Memorization is an overloaded word, which I use to refer here to a generative model’s “vulnerability to training data extraction attacks”, attacks which recover individual training data records from a model. There are several papers that propose definitions capturing “success” of such a method, and this talk is agnostic to the specific definition (see Carlini et al. 2020, Carlini et al. 2023, Nasr et al. 2023, Schwarzchild et al. 2024, but not Zhang et al. 2021).

Intuitively, these are similar threats: they both are involve leakage of training data from a model, and, on a technical level, membership inference is a common subroutine in training data extraction (e.g. Carlini et al. 2020, Carlini et al. 2023). However, the goal of this talk is to “separate” membership inference and training data extraction attacks. There are some properties of datasets and model training which have differing impacts on the two attacks, and understanding these differences is very important for understanding how we should measure and mitigate privacy risks of training.

When memorization and membership inference don’t agree

The three main properties I’ve seen separate extraction and membership inference are 1) duplication, 2) poisoning, and 3) training data order. Both duplication and poisoning are examples of membership inference being more effective on “outlier” data, while extraction is more effective on “inlier” data.

Duplication

Duplication is when different examples in the training set are nearly identical. This is intentionally imprecise - there are many different ways of deciding when two examples are “nearly identical”. Note: in my talk, this is the only property I had time for!

Duplication and training data extraction. It is by now well known that training data extraction is easier for duplicated data. See Lee et al. 2021, Kandpal et al. 2022, Carlini et al. 2023.

Duplication and membership inference. Duplication has the opposite impact on membership inference. If there exist two examples which are near duplicates of each other, they likely have very similar impacts on training, and so it is hard to tell a model trained on one from a model trained on the other. See Carlini et al. 2022, Duan et al. 2024, Zhang et al. 2024.

Data Poisoning

Data poisoning is when an adversary adds some carefully chosen data into a training set, to modify a trained model’s behavior. The observations here mainly come from Tramer et al. 2022 and Chen et al. 2022, and Carlini et al. 2022.

Poisoning and membership inference. Poisoning attacks can amplify membership inference: these attacks will generally force an example to “become an outlier” by adding similar, but mislabeled examples.

Poisoning and training data extraction. By adding mislabeled examples, the models ability to correctly predict/generate an example decreases substantially. Improvements to membership inference come at the cost of a worse ability to extract information.

Training Data Order

Large models now train for a small number of epochs, meaning some examples may be seen only at the start of training, or only at the end. This may . This line of investigation derives from work in differential privacy (Feldman et al. 2018).

Training order and membership inference. Examples seen early in training are often less vulnerable to membership inference than more recently seen examples. This holds for specific differentially private training algorithms (Feldman et al. 2018) as well as empirically for standard model training (Jagielski et al. 2022).

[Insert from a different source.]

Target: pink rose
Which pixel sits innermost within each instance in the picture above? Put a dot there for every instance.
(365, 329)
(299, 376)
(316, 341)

Training order and extraction. Interestingly, training data order doesn’t seem to impact extraction as significantly as membership inference (see Tirumala et al. 2022 and Biderman et al. 2023).

So what?

When I look at these, though, what I see are two important takeaways:

Neither Attack Directly Measures “Privacy”

Looking at the impact of duplication on our attacks, training data extraction starts to look too expansive, often catching things which are not interesting cases of privacy leakage due to duplication on the internet (e.g. code licenses, the Bible, lists of numbers). However, when looking at membership inference, we seem to be casting too narrow a net, ignoring the impact of duplication.

For measuring privacy risk, we’d like something closer to understanding how much a model learns about what is *unique* about a *person*, catching things like Ann Graham Lotz or personal information about an individual. In general, though, this is a hard problem. Attempts have been made, such as by identifying PII (see Lukas et al. 2023 or recent memorization evaluations for the Gemma models), or by inserting canary data (see Carlini et al. 2018 and more recently Zhang et al. 2024). Both of these are nice (of course they have drawbacks), but one big omission is unstructured private information, which is generally harder to annotate (I’m optimistic, though, since datasets are out there: TOFU, MedQA/WildChat).

Preventing Either Attack Doesn’t Necessarily Improve “Privacy”

Similar to measurement, mitigation is challenging. Differential privacy is the go-to for preventing privacy attacks, but of course 1) struggles with utility, and 2) degrades with duplication. Deduplication is also common, but will not generally capture diverse ways of presenting the same sensitive information. I’d be really curious to see anyone tackle the problem of plugging holes with either (perhaps through better annotation of privacy units).